COMPANIES ACT 1963 – SECT 260 Power of liquidator to accept shares as consideration for sale of property of company.
260.—(1) Where a company is proposed to be, or is in course of being, wound up voluntarily, and the whole or part of its business or property is proposed to be transferred or sold to another company, whether a company within the meaning of this Act or not (in this section referred to as “the transferee company”), the liquidator of the first-mentioned company (in this section referred to as “the transferor company”) may, with the sanction of a special resolution of that company, conferring either a general authority on the liquidator or an authority in respect of any particular arrangement, receive in compensation or part compensation for the transfer or sale, shares, policies or other like interests in the transferee company for distribution among the members of the transferor company, or may enter into any other arrangement whereby the members of the transferor company may, in lieu of receiving cash, shares, policies or other like interests, or in addition thereto, participate in the profits of or receive any other benefit from the transferee company.
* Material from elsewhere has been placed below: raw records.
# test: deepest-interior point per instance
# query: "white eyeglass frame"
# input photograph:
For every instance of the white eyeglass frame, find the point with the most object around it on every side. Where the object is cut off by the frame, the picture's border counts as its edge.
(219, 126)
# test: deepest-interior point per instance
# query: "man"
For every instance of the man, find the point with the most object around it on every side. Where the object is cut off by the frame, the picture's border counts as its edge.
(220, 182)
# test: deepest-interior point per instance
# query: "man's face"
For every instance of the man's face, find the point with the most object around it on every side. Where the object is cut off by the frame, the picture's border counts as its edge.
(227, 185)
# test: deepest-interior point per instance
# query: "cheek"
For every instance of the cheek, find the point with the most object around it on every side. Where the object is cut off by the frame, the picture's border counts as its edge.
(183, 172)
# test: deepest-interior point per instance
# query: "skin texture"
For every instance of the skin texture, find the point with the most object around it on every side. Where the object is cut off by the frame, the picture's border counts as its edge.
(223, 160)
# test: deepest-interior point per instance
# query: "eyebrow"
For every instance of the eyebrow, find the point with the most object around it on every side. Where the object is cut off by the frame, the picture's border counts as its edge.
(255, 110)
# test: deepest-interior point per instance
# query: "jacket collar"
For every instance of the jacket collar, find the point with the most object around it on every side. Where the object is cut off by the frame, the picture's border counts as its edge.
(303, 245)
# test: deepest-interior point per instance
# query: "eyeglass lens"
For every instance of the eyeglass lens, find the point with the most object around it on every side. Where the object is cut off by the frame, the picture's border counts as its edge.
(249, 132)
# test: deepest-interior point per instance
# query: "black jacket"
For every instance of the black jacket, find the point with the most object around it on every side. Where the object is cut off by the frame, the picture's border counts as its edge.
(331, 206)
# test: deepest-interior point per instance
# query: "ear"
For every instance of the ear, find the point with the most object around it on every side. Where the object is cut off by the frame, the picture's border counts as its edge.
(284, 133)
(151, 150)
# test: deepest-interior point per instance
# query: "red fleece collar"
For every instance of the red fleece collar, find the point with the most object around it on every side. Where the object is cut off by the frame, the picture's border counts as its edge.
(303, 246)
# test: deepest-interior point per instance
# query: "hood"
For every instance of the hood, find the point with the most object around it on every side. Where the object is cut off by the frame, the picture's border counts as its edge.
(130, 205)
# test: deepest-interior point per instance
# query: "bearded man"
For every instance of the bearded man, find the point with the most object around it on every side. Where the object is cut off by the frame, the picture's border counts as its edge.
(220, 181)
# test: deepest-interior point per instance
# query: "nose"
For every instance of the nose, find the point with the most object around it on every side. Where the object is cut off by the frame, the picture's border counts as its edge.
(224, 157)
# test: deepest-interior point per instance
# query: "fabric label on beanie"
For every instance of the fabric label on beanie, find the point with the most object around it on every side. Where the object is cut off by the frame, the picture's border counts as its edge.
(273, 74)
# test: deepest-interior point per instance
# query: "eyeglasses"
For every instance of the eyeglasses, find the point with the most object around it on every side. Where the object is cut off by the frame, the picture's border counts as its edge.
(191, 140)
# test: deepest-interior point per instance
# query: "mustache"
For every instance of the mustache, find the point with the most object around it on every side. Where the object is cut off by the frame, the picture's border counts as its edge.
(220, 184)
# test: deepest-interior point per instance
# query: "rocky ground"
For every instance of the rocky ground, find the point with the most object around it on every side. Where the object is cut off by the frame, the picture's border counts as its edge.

(2) Any sale or arrangement in pursuance of this section shall be binding on the members of the transferor company.
(3) If the voting rights conferred by any shares in the company were not cast in favour of the special resolution and the holder of those shares expresses his dissent from the special resolution in writing addressed to the liquidator and left at the registered office of the company within 7 days after the passing of the special resolution, he may require the liquidator either to abstain from carrying the resolution into effect or to purchase that part of his interest which those shares represent at a price to be determined by agreement or by arbitration in manner provided by this section.
(4) If the liquidator elects to purchase the member’s interest, the purchase money must be paid before the company is dissolved and, unless otherwise provided for, shall be deemed to be and shall be paid as part of the costs, charges and expenses of the winding up.
(5) A special resolution shall not be invalid for the purposes of this section by reason that it is passed before or concurrently with a resolution for voluntary winding up or for appointing liquidators, but, if an order is made within a year for winding up the company by the court, the special resolution shall not be valid unless sanctioned by the court.
(6) For the purposes of an arbitration under this section, the provisions of the Companies Clauses Consolidation Act, 1845, relating to the settlement of disputes by arbitration, shall be incorporated with this Act, and in the construction of those provisions this Act shall be deemed to be the special Act, and “the company” shall mean the transferor company, and any appointment by the said incorporated provisions directed to be made under the hand of the secretary or any two of the directors may be made under the hand of the liquidator, or, if there is more than one liquidator, then of any two or more of the liquidators.